IN Zone 5b (10/03/2008)
I just bought a beautiful 6' tree. Pink flowers. Still flowering as it was outside until just recently. The last tree I had would never flower after I first bought it. Can someone give me strong hints on forcing flowering. I have a South facing solarium with full sun. shirelyfisher AT hotmail.com (10/20/2008)
Hardiness Zone: 9a
Lorraine from Zolfo Springs, FL
Because it sounds like you're planning on doing some heavy pruning, you're better off waiting until February or March. Since hibiscus blooms on new growth, any pruning during the active growing season will reduce or delay blooming. Light pruning done over the course of several months might be a better solution. You can maintain their size and shape by removing only the longest one third of the branches at one time. A month later cut the next longest third and the remaining third of the branches a month after that. Of course maintenance pruning (removing dead or diseased wood and weak or crossed branches) can be done at any time. If you want fewer, but larger flowers, you'll get them with frequent, severe pruning. Lighter, less frequent pruning (or no pruning at all) will give you smaller flowers, but more of them.

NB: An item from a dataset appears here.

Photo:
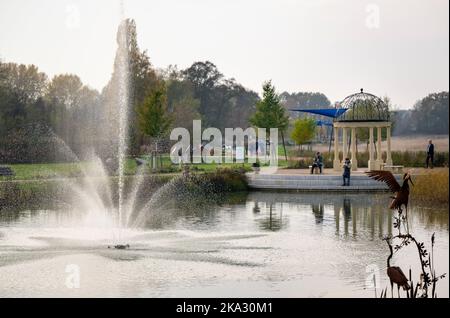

Frequently spraying the leaves with a strong jet of water from the garden hose is a great way to control aphids without using chemicals. Spray you hibiscus off once or twice a week and make sure you get the undersides of the leaves.
We have a large Hibiscus growing in the front garden. We want to trim it back now that the blooms have stopped, and eventually move it to another location, possibly splitting the root pack.